Sen. John McCain (R-AZ), a top Senate critic of President Obama’s economic recovery plan, has been complaining that the package “has no provisions to put us on the path of a balanced budget.” McCain is pushing an alternative plan that he says would achieve this by enacting automatic spending cuts after the U.S. again experiences “positive economic growth.”
Appearing on Hugh Hewitt’s radio show last night, McCain repeated his complaint that Obama’s stimulus plan wasn’t “putting us on a path to a balanced budget.” Later in the interview, he also argued that President Franklin Delano Roosevelt’s policies “exacerbated the Great Depression“:
MCCAIN: The job of the presidency, in my view, is to give people hope, give people hope. Whether you happen to have liked Franklin Delano Roosevelt’s policies, and there’s a number of them I still think exacerbated the Great Depression, but he gave the fireside chats, and gave people hope and optimism for the future. I think that’s, there’s no problem that America can’t prevail over, because we’re still the greatest nation in the world.

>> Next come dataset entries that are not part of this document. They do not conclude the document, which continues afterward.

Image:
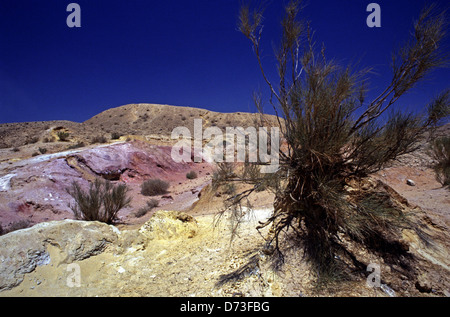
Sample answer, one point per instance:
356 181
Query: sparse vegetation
115 136
153 187
17 225
335 139
63 136
32 140
76 145
101 202
152 203
440 151
191 175
99 139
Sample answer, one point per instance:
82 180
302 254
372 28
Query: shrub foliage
334 139
440 152
101 202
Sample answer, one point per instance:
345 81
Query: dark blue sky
178 52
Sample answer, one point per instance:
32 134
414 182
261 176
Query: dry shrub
101 202
336 138
440 152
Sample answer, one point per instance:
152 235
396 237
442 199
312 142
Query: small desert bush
63 136
191 175
153 187
101 202
99 139
440 151
152 203
115 136
20 224
76 146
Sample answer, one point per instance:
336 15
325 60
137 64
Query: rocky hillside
178 248
149 120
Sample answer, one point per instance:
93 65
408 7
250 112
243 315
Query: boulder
54 243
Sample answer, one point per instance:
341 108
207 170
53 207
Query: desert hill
133 119
175 249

It’s not surprising that McCain is pushing the false idea that Roosevelt’s New Deal worsened the Great Depression, which is a common conservative trope. It’s ironic, however, that he is coupling it with a call for including a balanced budget provision in the recovery package.

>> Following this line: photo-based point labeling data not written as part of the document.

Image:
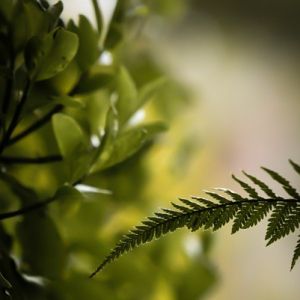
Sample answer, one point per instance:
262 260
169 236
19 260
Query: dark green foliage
213 214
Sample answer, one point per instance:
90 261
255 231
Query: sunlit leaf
45 57
69 135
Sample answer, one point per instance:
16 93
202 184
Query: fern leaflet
225 206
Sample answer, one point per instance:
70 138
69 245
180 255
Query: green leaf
45 57
69 135
126 144
67 101
93 80
42 249
127 101
73 145
53 13
88 51
149 90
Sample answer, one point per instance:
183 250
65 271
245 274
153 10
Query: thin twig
97 15
26 209
30 160
16 116
35 126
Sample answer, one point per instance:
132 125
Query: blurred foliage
81 114
225 205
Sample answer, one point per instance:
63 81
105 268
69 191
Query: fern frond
214 213
296 253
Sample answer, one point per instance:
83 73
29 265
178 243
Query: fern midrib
115 254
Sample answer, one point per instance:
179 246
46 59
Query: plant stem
26 209
30 160
97 15
16 116
35 126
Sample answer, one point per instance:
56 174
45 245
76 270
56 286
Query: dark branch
30 160
35 126
16 116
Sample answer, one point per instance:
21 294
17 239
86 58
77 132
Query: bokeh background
235 66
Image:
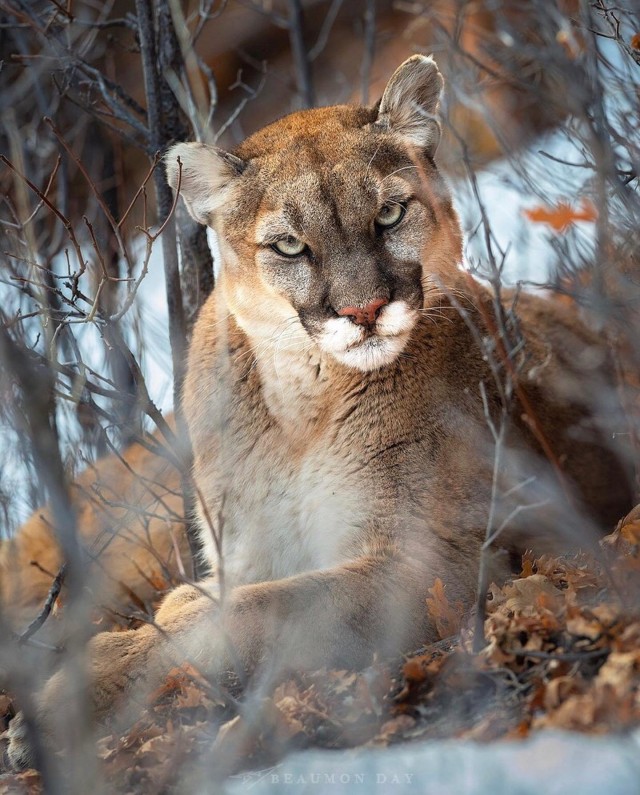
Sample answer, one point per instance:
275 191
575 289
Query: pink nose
364 315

As Nobel Prize-winning economist Paul Krugman pointed out in November, Roosevelt’s programs were working well until “he was persuaded to balance the budget” in 1937, so “he raised taxes and cut spending and the economy went back down again.” Watch it:
Dean Baker, co-director of the Center for Economic and Policy Research, points out that “Roosevelt’s New Deal Agenda lowered the unemployment rate from 25 percent in 1933 to 10 percent in 1937,” but that the “economy turned bad again” when the “Blue Dogs of the Roosevelt era won sway and got Roosevelt to cut spending and raise taxes.” “This threw the economy back into a serious recession, just as any good Keynesian would have predicted,” writes Baker.